The present invention relates to systems and methods for testing multiple radio frequency (RF) signal transceivers concurrently, and in particular, to confirming RF signal connection integrity when testing such devices.
Many of today's electronic devices use wireless technologies for both connectivity and communications purposes. Because wireless devices transmit and receive electromagnetic energy, and because two or more wireless devices have the potential of interfering with the operations of one another by virtue of their signal frequencies and power spectral densities, these devices and their wireless technologies must adhere to various wireless technology standard specifications.

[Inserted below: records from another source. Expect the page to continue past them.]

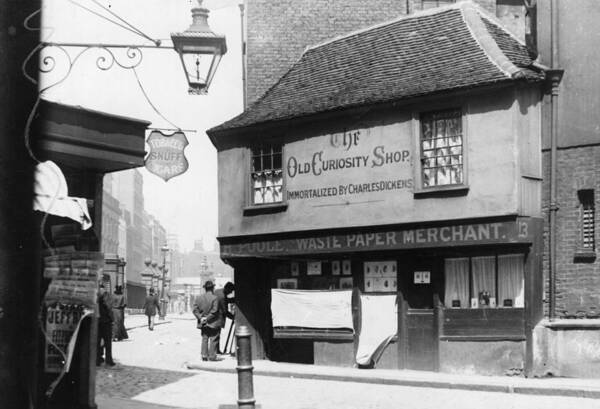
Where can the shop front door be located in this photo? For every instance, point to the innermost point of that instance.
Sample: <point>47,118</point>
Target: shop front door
<point>418,284</point>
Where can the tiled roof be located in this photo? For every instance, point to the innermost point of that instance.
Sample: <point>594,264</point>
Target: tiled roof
<point>439,50</point>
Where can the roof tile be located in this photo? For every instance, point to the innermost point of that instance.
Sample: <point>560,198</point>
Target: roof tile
<point>413,56</point>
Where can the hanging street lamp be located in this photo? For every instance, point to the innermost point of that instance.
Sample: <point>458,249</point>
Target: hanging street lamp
<point>200,50</point>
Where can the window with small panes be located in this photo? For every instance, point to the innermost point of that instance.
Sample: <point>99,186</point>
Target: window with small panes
<point>266,175</point>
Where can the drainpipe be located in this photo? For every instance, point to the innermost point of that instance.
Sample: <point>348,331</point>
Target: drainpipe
<point>554,75</point>
<point>243,56</point>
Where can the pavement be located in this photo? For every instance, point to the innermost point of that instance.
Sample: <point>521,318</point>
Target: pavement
<point>584,388</point>
<point>162,369</point>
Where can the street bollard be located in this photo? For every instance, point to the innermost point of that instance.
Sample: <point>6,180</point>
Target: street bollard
<point>244,369</point>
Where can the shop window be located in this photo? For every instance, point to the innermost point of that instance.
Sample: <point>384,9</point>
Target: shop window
<point>441,149</point>
<point>266,175</point>
<point>484,282</point>
<point>587,223</point>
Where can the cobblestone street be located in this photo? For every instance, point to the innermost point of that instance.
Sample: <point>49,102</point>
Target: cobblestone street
<point>151,371</point>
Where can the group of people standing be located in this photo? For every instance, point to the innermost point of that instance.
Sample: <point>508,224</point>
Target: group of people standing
<point>211,310</point>
<point>111,323</point>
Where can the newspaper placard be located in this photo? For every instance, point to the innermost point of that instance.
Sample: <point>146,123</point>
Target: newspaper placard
<point>61,322</point>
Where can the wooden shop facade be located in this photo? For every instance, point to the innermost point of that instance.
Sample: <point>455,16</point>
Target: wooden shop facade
<point>401,160</point>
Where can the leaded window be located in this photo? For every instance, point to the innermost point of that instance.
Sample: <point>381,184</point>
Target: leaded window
<point>441,145</point>
<point>266,174</point>
<point>586,198</point>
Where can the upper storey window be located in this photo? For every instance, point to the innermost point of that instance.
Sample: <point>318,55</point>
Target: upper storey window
<point>588,220</point>
<point>441,148</point>
<point>266,176</point>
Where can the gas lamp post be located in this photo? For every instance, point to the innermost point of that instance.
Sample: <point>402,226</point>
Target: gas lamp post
<point>163,301</point>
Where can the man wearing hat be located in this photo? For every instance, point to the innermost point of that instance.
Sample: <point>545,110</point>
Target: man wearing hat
<point>206,310</point>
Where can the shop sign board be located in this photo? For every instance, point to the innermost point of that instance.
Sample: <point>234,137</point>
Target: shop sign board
<point>517,231</point>
<point>359,162</point>
<point>166,158</point>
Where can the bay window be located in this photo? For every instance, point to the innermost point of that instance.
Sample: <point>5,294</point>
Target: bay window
<point>266,175</point>
<point>484,281</point>
<point>441,149</point>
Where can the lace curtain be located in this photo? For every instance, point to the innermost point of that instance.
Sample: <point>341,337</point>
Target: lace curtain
<point>484,275</point>
<point>456,272</point>
<point>511,279</point>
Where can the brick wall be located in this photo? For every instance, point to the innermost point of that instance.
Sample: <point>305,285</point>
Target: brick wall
<point>279,31</point>
<point>577,281</point>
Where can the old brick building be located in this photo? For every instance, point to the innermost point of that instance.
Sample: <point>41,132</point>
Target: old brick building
<point>567,335</point>
<point>569,338</point>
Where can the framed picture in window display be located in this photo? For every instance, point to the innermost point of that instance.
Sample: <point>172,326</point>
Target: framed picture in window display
<point>266,174</point>
<point>295,269</point>
<point>346,267</point>
<point>346,283</point>
<point>380,276</point>
<point>336,268</point>
<point>313,268</point>
<point>287,283</point>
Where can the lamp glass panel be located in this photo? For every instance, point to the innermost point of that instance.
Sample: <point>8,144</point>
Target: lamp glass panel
<point>197,67</point>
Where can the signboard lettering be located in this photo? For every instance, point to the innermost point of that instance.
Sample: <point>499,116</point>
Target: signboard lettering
<point>347,164</point>
<point>166,158</point>
<point>477,233</point>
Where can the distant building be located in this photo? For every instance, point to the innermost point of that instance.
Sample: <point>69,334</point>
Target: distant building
<point>128,189</point>
<point>111,215</point>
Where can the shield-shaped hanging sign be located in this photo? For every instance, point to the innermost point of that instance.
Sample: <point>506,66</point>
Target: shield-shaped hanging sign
<point>166,158</point>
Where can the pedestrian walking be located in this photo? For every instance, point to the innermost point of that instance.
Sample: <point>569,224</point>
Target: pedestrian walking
<point>119,304</point>
<point>223,296</point>
<point>206,310</point>
<point>151,306</point>
<point>105,320</point>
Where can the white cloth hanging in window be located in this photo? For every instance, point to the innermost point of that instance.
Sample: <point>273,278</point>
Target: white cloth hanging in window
<point>379,324</point>
<point>311,308</point>
<point>51,195</point>
<point>456,272</point>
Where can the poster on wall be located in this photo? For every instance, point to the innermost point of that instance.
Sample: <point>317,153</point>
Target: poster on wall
<point>313,268</point>
<point>380,276</point>
<point>70,297</point>
<point>295,269</point>
<point>346,283</point>
<point>61,323</point>
<point>287,283</point>
<point>346,268</point>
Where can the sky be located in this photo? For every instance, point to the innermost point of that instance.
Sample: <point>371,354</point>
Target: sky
<point>187,204</point>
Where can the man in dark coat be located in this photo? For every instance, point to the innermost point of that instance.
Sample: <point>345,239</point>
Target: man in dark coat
<point>151,306</point>
<point>206,310</point>
<point>224,302</point>
<point>105,321</point>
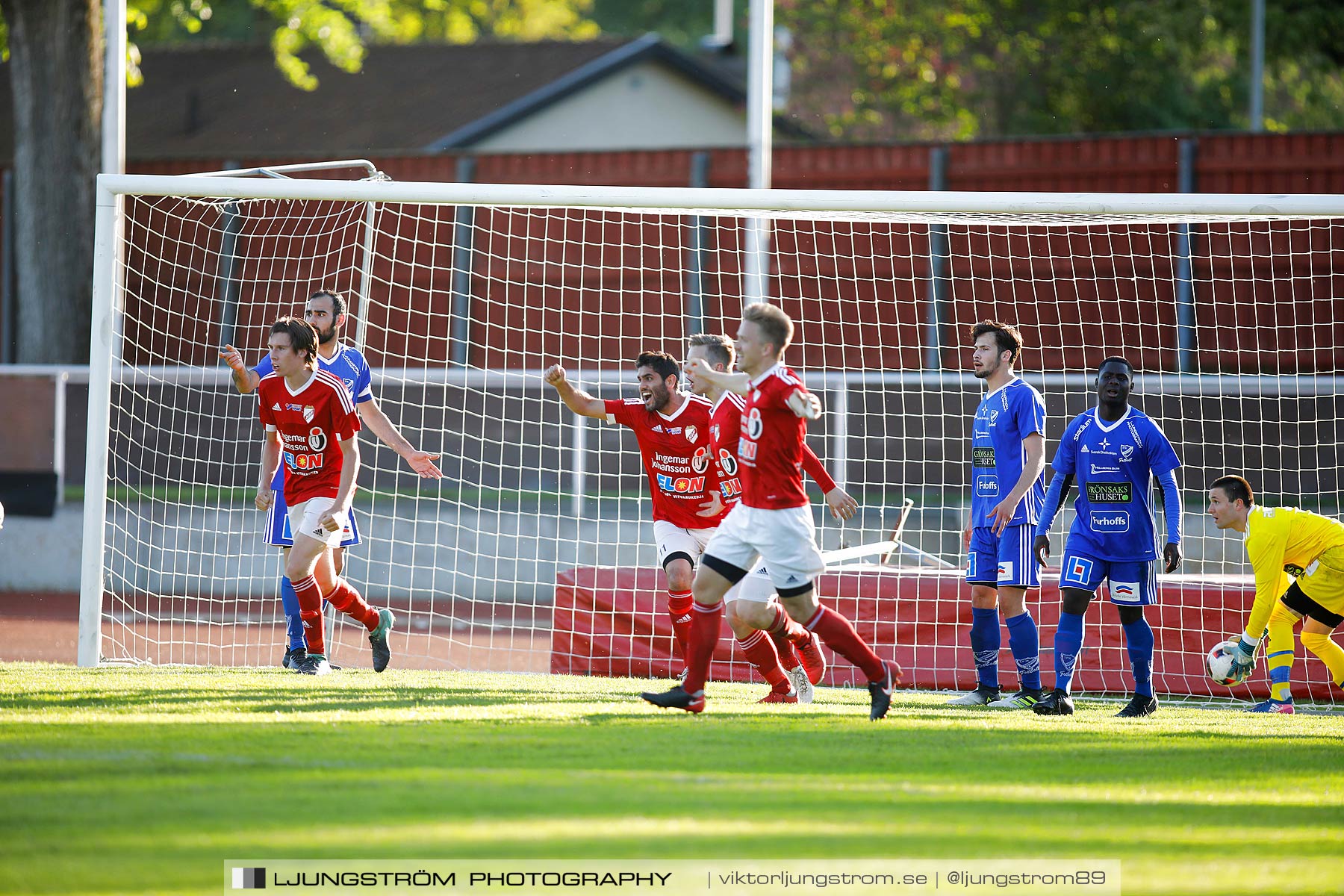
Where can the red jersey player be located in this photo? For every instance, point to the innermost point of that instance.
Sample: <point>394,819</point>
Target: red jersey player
<point>773,520</point>
<point>673,435</point>
<point>752,603</point>
<point>311,425</point>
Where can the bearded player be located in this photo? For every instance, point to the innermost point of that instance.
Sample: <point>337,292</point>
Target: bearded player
<point>672,430</point>
<point>311,425</point>
<point>752,605</point>
<point>773,521</point>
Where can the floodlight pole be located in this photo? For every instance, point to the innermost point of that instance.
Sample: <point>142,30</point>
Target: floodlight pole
<point>756,287</point>
<point>1257,87</point>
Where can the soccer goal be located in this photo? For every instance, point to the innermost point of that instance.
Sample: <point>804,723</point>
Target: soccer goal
<point>534,554</point>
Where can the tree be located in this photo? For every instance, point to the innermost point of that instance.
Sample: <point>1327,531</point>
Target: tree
<point>55,52</point>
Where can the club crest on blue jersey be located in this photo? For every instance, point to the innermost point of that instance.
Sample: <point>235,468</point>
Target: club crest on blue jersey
<point>1080,570</point>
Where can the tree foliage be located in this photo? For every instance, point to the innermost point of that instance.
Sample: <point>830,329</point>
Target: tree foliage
<point>343,28</point>
<point>55,73</point>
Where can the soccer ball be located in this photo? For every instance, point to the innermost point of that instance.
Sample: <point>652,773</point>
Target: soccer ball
<point>1219,665</point>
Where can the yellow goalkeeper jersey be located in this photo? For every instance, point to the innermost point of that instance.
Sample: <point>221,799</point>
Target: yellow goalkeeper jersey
<point>1277,538</point>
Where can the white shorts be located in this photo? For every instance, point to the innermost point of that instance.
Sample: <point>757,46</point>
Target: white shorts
<point>302,520</point>
<point>672,539</point>
<point>756,586</point>
<point>785,539</point>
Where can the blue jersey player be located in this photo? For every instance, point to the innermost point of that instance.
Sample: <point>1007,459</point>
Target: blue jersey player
<point>1007,494</point>
<point>326,311</point>
<point>1113,452</point>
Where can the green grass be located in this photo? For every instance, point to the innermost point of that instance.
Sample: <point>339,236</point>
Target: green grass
<point>114,778</point>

When designing such devices, engineers take extraordinary care to ensure that such devices will meet or exceed each of their included wireless technology prescribed standard-based specifications. Furthermore, when these devices are later being manufactured in quantity, they are tested to ensure that manufacturing defects will not cause improper operation, including their adherence to the included wireless technology standard-based specifications.
For testing these devices following their manufacture and assembly, current wireless device test systems employ a subsystem for analyzing signals received from each device. Such subsystems typically include at least a vector signal analyzer (VSA) for analyzing signals produced by the device, and a vector signal generator (VSG) for generating signals to be received by the device. The analyses performed by the VSA and the signals generated by the VSG are generally programmable so as to allow each to be used for testing a variety of devices for adherence to a variety of wireless technology standards with differing frequency ranges, bandwidths and signal modulation characteristics.

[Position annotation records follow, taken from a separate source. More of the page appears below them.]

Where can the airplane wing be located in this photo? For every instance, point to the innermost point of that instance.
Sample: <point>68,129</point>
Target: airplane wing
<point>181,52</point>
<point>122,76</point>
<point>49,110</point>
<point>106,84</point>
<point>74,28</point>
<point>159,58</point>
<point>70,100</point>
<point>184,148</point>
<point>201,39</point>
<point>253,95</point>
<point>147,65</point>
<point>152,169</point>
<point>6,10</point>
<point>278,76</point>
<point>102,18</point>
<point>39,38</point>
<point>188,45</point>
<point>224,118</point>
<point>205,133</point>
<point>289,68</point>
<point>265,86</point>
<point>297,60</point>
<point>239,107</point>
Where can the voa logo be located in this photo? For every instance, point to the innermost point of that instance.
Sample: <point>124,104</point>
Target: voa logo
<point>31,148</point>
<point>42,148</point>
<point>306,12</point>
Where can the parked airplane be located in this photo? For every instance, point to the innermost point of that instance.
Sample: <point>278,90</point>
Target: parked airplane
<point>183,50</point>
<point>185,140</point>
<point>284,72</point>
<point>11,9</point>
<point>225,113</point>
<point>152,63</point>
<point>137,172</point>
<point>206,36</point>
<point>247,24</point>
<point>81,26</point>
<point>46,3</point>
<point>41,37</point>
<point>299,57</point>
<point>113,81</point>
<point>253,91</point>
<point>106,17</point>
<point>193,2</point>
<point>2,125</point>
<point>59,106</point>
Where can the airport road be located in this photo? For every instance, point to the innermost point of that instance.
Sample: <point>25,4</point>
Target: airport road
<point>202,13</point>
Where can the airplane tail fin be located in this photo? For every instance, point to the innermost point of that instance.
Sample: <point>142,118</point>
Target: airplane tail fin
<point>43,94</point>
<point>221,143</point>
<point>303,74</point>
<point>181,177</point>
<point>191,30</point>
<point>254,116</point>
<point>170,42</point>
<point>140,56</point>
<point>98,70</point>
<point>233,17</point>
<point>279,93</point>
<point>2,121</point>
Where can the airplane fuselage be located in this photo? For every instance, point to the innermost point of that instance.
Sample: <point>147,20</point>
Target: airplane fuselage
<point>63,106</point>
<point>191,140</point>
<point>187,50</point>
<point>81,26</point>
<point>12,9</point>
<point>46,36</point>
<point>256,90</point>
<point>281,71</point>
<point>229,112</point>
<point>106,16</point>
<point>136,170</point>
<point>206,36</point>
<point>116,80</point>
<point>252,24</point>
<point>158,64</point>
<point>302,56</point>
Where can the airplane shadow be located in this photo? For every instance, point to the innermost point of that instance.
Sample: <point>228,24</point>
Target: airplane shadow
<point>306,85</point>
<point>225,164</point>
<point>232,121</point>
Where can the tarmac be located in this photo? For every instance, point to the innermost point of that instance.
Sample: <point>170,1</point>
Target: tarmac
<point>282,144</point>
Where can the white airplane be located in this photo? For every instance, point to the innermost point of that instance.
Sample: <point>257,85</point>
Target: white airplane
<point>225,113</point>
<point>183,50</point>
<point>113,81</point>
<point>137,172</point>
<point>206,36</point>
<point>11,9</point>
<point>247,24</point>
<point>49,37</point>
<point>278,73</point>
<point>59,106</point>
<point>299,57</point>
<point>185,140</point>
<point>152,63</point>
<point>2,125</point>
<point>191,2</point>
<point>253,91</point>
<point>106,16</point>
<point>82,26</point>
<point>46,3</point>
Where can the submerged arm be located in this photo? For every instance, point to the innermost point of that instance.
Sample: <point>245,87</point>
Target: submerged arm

As part of the manufacturing of wireless communication devices, one significant component of product cost is manufacturing test cost. Typically, there is a direct correlation between the cost of test and the time required to perform such test. Thus, innovations that can shorten test time without compromising test accuracy or increasing capital equipment costs (e.g., increasing costs due to increasing sophistication of test equipment, or testers) are important and can provide significant cost savings, particularly in view of the large numbers of such devices being manufactured and tested.

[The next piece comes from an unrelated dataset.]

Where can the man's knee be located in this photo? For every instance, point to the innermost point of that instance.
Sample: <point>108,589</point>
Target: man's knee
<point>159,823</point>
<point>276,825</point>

However, all systems and methods for testing such devices have one thing in common: RF signal connection integrity. Although the devices being tested, as discussed in more detail below, are wireless RF signal transceivers, testing is nonetheless conducted using cabled signal paths to ensure reliable and substantially lossless signal connections. Accordingly, if any of these conductive signal connections between a DUT and the test equipment used for performing the tests is shorted, open or experiences a significantly different signal impedance, any test results obtained will be suspect at best, and more generally of no value. Hence, it would be desirable for having test systems and methods for confirming RF signal connection integrity between the test equipment and each DUT being tested so as to ensure there are no shorted, open or mismatched impedance connections that can cause erroneous test results to be generated. Such connection confirmation would further enable monitoring and scheduling of events (e.g., powering up a DUT that has been confirmed as connected and thereby minimizing down time in a production test environment), as well as enable tracking of events (e.g., to compile a DUT connection history and thereby anticipate potential needs for repairs or maintenance within the testing environment).
Referring to FIG. 1, for example, a flow graph for a typical two-port RF signal network can be depicted as shown. Each port includes two nodes, one for the incident, or entering, wave and the other for the reflected, or leaving, wave to be conveyed via that signal port. (For purposes of this discussion, the incident and reflected nodes are identified by “a” and “b”, respectively.) In this example, when the incident wave enters the device at Port 1, part of it will be returned through the s11 path and b1 node, while the remaining portion of the incident wave continues through the s21 path and leaves the network via the b2 node. If a device or load connected to Port 2 has signal reflections, e.g., due to mismatched impedances, it will reflect part of the wave leaving the b2 node, with such reflected wave portion re-entering the network via the a2 node. In turn, a portion of this may be reflected, passing via the s22 path and leaving the network via the b2 node. The remaining portion of the reflected wave continues on through the s12 path and leaves the network via the b1 node. Accordingly, an incident wave entering a network, e.g., via the a1 node, can result in a reflected signal returning via the b1 node. In accordance with well-known principles, this reflected signal component b1 can be expressed in terms of the initial incident signal a1, reflected signal a2, and the network scattering perimeters associated with the s11 path and s12 path as follows: b1=a1*s11+a2*s12. In the event that Port 2 experiences no signal reflections, e.g., by being attached to a matching impedance, there is no reflected signal entering at the a2 node, and this expression simplifies to b1=a1*s11. Hence, the ideal scenario occurs when impedances match, thereby minimizing the s11 component.